Enfin, connectez ces associations en imaginant une histoire : « Le roman préféré de ma tante était Zazie dans le métro. Elle l’aimait tellement qu’on l’appelait : tante Zazie. Quand on n’arrivait pas à trouver le sommeil, on lui disait « dodo mal, tante Zazie ! ». Alors, elle empoignait son roman et venait nous en lire quelques lignes pour nous endormir. »

Pomodoro

Le mot signifie « tomate », en italien. Mais ne retenez pas cette information, car elle n’a rien à voir avec notre sujet. En gros, il s’agit d’organiser vos tâches en courtes séances afin de garder votre cerveau le plus alerte possible. 

Vous décidez de ce que vous allez faire dans les 25 prochaines minutes (inutile de vous justifier, mais on imagine ici plutôt une activité studieuse). Vous branchez votre minuteur sur 25 minutes. Et quoi qu’il se passe, quand cela sonne, vous vous accordez une pause de 5 minutes. Vous enchaînez ainsi quatre séances de 25 minutes, à la suite desquelles vous vous accorderez une dernière pause de 15 à 20 minutes. Au bout d’un moment, évidemment, débranchez tout… et faites carrément autre chose.

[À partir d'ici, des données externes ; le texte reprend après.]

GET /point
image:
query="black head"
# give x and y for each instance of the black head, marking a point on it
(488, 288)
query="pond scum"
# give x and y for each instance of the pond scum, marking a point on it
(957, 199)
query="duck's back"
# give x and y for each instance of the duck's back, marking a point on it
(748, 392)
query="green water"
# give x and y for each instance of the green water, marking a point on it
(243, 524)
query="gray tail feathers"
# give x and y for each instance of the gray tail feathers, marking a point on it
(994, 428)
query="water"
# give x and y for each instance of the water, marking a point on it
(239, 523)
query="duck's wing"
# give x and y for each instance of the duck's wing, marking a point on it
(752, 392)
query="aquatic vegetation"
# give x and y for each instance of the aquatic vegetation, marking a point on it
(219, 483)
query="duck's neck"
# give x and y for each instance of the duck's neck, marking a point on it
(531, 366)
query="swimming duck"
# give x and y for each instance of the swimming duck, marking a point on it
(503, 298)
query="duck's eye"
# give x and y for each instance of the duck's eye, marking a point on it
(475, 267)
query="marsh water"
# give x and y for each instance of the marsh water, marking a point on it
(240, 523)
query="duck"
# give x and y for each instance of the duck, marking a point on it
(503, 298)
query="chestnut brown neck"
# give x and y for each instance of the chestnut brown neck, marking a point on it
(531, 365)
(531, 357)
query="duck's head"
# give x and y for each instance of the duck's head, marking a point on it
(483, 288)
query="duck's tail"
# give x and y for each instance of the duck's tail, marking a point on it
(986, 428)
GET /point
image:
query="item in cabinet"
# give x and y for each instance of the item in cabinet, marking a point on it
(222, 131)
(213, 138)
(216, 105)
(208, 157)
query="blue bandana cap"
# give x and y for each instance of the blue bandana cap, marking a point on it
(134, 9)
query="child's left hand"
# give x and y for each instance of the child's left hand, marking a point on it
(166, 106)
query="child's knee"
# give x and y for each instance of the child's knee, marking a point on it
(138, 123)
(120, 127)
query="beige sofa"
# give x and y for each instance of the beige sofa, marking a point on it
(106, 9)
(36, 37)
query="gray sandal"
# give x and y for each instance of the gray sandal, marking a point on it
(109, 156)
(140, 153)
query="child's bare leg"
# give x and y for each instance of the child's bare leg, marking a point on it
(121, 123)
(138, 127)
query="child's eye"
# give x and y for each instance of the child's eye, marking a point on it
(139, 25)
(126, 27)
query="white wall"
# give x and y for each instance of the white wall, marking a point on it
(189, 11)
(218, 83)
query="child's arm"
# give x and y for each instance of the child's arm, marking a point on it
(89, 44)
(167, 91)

Pourquoi est-ce efficace ? Parce que si nous attendons d’être fatigués pour arrêter nos activités d’apprentissage, notre cerveau va assimiler les temps de travail à une contrainte qui le laisse exsangue. Mais si nous quittons notre activité en plein élan, alors notre cerveau, associant la chose au plaisir et à la frustration de l’avoir quittée, spontanément a envie qu’on s’y remette.

Il existe un certain nombre d’applications qui vous permettent de minuter vos temps de travail (Pomotodo, Be Focused Pro, Productive…), mais un simple minuteur de cuisine peut suffire – d’ailleurs certains, en plus, ont la forme d’une tomate (ce qui n’a rien à voir avec l’efficacité de la méthode).